In a few moments he came striding back, rather angry.
"Aymar, where are you? A confoundedly annoying thing has happened. I met Royer in the road there, and he says he has changed his mind. It is too risky, he thinks, to take us into his house in the village, but he says that just along the coast to our left there is a smugglers' cave, the 'Panier', which we can easily reach, and which is quite habitable. He will show us the way, and he is bringing some provisions with him. He will be here himself in a minute or two."
Aymar on his log in the dusk was silent for a couple of seconds, then he said, "If this is a joke, it is a damnably bad one."
"It is not a joke. I am far too much annoyed to jest. But of course we cannot force the man to take us in."
"Well, I," declared L'Oiseleur, "am not going to set out at this time of night for a cave along the coast."
"But you cannot spend the night here by the side of the road!" cried Laurent.
"Why not?" enquired his friend.
"My dear Aymar, after that fever—itself the result of a night in the open!"
"I assure you," replied Aymar, dropping his head on to his hand, "that I don't care if I get a hundred fevers. I am not going any farther. I . . . can't."
Laurent stood looking down at him in dismay. L'Oiseleur's courage failing him at last! What on earth was he to do?
"Let us go to the inn at Port-Marie then—if there is one—and risk it," suggested he in some desperation.
"You mean that you would run the risk for my sake? I have already been told that I allow you to carry your devotion too far. No; go to your cave by yourself; I will find it in the morning—perhaps."
"I wish M. Perrelet had minded his own business!" said Laurent sharply. "Come on, Aymar!"
"I tell you I am going no farther. Leave me, for God's sake!"
"Don't be absurd! How can you imagine that I should do such a thing?"
Aymar made a dimly seen gesture. "It's all I ask! . . . Leave me—leave me! You would if you knew!"
And, as by a fleet arrow, Laurent was transfixed by annoyance. If only he did know instead of having to listen to these eternal hints and innuendoes!
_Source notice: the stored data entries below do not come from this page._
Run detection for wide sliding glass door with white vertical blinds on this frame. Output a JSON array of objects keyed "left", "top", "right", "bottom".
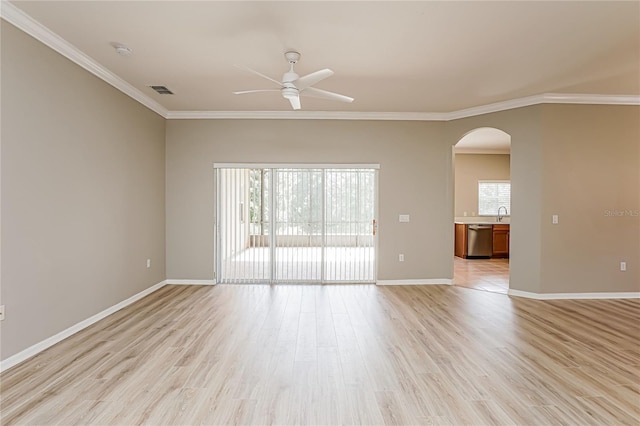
[{"left": 214, "top": 165, "right": 377, "bottom": 284}]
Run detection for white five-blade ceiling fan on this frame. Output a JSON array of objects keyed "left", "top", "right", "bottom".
[{"left": 233, "top": 51, "right": 353, "bottom": 110}]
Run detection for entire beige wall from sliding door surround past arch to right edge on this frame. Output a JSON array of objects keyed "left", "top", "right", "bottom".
[{"left": 167, "top": 105, "right": 640, "bottom": 293}]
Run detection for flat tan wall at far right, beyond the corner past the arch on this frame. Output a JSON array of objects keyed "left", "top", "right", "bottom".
[{"left": 541, "top": 105, "right": 640, "bottom": 293}]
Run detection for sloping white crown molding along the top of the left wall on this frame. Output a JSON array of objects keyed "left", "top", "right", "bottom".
[{"left": 0, "top": 0, "right": 167, "bottom": 118}]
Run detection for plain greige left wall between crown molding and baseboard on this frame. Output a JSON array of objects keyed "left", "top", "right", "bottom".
[{"left": 0, "top": 21, "right": 165, "bottom": 359}]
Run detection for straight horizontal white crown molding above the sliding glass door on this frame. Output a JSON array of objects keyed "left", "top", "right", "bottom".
[{"left": 166, "top": 110, "right": 447, "bottom": 121}]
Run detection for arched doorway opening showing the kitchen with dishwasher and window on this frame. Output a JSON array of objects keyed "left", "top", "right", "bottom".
[{"left": 453, "top": 127, "right": 511, "bottom": 294}]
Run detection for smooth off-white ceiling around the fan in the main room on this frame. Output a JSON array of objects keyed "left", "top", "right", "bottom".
[{"left": 6, "top": 1, "right": 640, "bottom": 113}]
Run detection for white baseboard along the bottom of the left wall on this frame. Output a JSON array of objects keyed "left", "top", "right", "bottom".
[{"left": 0, "top": 281, "right": 167, "bottom": 372}]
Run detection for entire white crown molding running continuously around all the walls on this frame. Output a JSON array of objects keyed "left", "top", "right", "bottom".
[{"left": 5, "top": 0, "right": 640, "bottom": 121}]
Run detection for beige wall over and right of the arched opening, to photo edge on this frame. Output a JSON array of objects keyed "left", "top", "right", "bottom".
[{"left": 448, "top": 105, "right": 640, "bottom": 293}]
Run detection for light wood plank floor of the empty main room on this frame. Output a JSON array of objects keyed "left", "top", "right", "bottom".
[{"left": 0, "top": 285, "right": 640, "bottom": 425}]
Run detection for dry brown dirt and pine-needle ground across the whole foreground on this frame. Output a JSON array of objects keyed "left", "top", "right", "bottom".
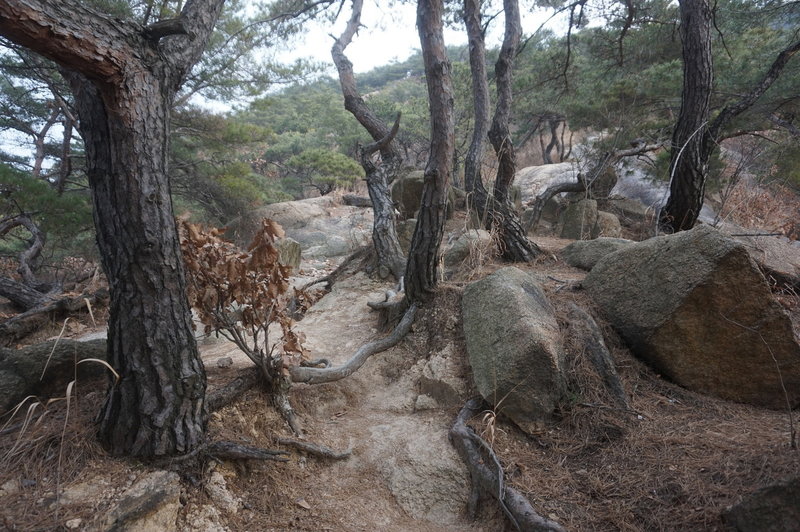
[{"left": 0, "top": 238, "right": 800, "bottom": 531}]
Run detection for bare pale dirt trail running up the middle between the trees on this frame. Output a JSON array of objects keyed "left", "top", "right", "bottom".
[{"left": 201, "top": 273, "right": 502, "bottom": 531}]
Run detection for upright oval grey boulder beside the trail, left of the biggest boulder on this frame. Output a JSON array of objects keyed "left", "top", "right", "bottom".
[{"left": 461, "top": 267, "right": 564, "bottom": 433}]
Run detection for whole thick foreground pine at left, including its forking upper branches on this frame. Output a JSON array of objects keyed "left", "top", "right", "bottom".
[{"left": 0, "top": 0, "right": 224, "bottom": 456}]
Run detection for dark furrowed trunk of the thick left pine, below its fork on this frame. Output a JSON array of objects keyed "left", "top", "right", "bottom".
[{"left": 70, "top": 73, "right": 206, "bottom": 455}]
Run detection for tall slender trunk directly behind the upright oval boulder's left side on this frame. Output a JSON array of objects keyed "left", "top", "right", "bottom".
[{"left": 405, "top": 0, "right": 455, "bottom": 303}]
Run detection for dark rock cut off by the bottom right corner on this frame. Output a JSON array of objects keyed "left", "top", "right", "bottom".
[{"left": 722, "top": 478, "right": 800, "bottom": 532}]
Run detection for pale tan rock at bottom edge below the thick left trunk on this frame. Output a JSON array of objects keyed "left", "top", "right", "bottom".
[{"left": 104, "top": 471, "right": 181, "bottom": 532}]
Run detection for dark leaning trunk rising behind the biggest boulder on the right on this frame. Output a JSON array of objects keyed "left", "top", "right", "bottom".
[{"left": 660, "top": 0, "right": 714, "bottom": 232}]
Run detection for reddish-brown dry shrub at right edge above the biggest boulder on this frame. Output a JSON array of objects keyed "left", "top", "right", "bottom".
[{"left": 720, "top": 179, "right": 800, "bottom": 240}]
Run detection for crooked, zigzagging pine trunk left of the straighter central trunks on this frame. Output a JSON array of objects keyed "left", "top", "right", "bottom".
[{"left": 331, "top": 0, "right": 406, "bottom": 281}]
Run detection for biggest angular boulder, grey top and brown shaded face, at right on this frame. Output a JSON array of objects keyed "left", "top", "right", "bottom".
[{"left": 583, "top": 226, "right": 800, "bottom": 408}]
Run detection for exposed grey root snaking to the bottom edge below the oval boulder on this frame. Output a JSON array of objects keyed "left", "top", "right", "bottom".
[{"left": 450, "top": 398, "right": 564, "bottom": 532}]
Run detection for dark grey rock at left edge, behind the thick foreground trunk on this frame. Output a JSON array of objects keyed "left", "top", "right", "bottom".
[{"left": 0, "top": 340, "right": 108, "bottom": 413}]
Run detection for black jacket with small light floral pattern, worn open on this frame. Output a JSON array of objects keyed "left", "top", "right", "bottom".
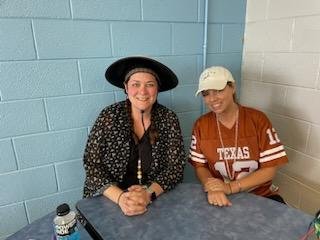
[{"left": 83, "top": 101, "right": 186, "bottom": 197}]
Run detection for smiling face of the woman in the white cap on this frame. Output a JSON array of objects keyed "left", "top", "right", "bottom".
[{"left": 202, "top": 83, "right": 235, "bottom": 115}]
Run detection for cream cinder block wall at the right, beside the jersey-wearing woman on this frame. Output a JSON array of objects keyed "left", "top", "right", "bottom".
[{"left": 241, "top": 0, "right": 320, "bottom": 214}]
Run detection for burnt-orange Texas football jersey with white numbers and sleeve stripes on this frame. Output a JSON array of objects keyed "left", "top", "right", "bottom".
[{"left": 189, "top": 106, "right": 288, "bottom": 196}]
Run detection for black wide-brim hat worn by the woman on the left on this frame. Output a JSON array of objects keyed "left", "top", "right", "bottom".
[{"left": 105, "top": 56, "right": 178, "bottom": 92}]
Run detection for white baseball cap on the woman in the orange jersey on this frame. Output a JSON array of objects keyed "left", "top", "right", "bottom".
[{"left": 196, "top": 66, "right": 235, "bottom": 96}]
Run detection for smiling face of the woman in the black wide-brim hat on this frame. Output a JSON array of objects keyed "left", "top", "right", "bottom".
[{"left": 125, "top": 72, "right": 158, "bottom": 112}]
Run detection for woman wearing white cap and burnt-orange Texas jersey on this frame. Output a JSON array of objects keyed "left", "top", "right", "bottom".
[{"left": 189, "top": 66, "right": 288, "bottom": 207}]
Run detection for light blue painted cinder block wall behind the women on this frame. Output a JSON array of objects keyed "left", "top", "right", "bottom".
[{"left": 0, "top": 0, "right": 245, "bottom": 236}]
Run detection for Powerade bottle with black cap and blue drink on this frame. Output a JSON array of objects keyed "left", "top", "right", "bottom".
[{"left": 53, "top": 203, "right": 80, "bottom": 240}]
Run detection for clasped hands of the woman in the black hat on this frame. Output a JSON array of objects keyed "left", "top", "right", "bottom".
[{"left": 119, "top": 185, "right": 150, "bottom": 216}]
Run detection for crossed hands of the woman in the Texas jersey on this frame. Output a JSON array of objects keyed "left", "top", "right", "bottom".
[{"left": 204, "top": 178, "right": 232, "bottom": 207}]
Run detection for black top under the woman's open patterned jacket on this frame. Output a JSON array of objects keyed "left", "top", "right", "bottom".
[{"left": 119, "top": 129, "right": 152, "bottom": 190}]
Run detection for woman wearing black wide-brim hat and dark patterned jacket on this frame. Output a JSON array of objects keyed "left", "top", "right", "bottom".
[{"left": 84, "top": 57, "right": 185, "bottom": 216}]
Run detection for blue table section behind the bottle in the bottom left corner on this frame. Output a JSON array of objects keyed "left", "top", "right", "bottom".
[{"left": 6, "top": 212, "right": 92, "bottom": 240}]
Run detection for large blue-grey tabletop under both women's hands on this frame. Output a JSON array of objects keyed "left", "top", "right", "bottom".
[{"left": 76, "top": 184, "right": 313, "bottom": 240}]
"But till I know!" he riposted sharply. "L'Oiseleur, for God's sake be a man! . . . Here is my arm."
Aymar pulled himself instantly to his feet. "No, thanks!—Which is the way?"
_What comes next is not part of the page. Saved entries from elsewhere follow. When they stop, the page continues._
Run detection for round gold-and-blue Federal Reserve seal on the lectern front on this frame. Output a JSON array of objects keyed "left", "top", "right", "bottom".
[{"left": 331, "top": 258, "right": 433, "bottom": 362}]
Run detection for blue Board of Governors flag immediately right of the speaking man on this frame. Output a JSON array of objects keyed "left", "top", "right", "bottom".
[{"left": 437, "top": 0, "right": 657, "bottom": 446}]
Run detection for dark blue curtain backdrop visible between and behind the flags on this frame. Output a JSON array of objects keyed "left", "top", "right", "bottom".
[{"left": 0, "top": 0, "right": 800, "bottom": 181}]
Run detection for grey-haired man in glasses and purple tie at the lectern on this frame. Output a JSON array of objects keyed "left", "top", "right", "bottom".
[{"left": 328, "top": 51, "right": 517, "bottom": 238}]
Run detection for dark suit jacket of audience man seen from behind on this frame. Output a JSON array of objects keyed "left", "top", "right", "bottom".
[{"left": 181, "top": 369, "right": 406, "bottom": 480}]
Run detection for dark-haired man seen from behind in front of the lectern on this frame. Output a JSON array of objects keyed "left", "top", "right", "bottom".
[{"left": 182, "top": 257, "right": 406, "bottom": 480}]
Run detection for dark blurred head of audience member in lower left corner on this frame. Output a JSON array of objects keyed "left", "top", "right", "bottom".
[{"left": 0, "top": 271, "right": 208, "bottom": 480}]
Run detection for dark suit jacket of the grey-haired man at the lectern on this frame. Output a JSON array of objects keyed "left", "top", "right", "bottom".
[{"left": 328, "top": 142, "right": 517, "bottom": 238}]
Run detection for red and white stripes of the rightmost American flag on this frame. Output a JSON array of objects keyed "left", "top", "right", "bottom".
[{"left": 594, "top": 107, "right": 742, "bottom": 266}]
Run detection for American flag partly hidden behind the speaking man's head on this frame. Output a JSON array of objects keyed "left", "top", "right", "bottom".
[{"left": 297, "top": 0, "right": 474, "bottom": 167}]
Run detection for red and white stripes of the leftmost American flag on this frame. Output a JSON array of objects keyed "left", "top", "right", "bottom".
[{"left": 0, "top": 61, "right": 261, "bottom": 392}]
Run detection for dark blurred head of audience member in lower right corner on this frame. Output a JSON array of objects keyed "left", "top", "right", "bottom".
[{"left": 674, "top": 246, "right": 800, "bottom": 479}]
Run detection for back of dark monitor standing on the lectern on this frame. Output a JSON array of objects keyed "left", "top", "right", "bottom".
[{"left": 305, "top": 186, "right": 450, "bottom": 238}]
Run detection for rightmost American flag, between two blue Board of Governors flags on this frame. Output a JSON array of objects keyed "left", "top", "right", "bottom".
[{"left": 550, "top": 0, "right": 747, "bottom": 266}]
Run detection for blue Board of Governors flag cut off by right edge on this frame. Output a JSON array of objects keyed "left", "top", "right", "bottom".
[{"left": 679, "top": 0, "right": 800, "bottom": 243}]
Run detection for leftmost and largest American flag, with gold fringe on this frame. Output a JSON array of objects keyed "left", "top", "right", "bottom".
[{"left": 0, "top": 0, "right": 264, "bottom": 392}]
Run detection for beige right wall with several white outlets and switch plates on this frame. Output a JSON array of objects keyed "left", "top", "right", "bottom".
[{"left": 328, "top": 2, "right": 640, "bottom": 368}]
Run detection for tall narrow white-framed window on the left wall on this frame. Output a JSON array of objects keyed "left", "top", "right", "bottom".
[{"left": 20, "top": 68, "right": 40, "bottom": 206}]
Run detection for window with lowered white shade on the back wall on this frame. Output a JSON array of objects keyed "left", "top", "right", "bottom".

It was too dark to see his face, but his tone showed only too clearly the effect of this adjuration. Even as he asked the question Michel Royer had come up. Laurent, keeping down something in his own breast at once miserable and fierce, drew the fisherman a little aside and whispered to him, "My friend is ill. He may want assistance—but don't touch his right arm. Give me half of what you are carrying."
The transfer was made. "This is the way, gentlemen," said the vague figure, in a hoarse voice which seemed to have known many tempests, and led off past the broken gate and down the very track by whose entrance Aymar had been sitting. Aymar followed, without a glance at his friend, and that friend brought up the rear, in a perfect daze of misery, irritation, and anxiety.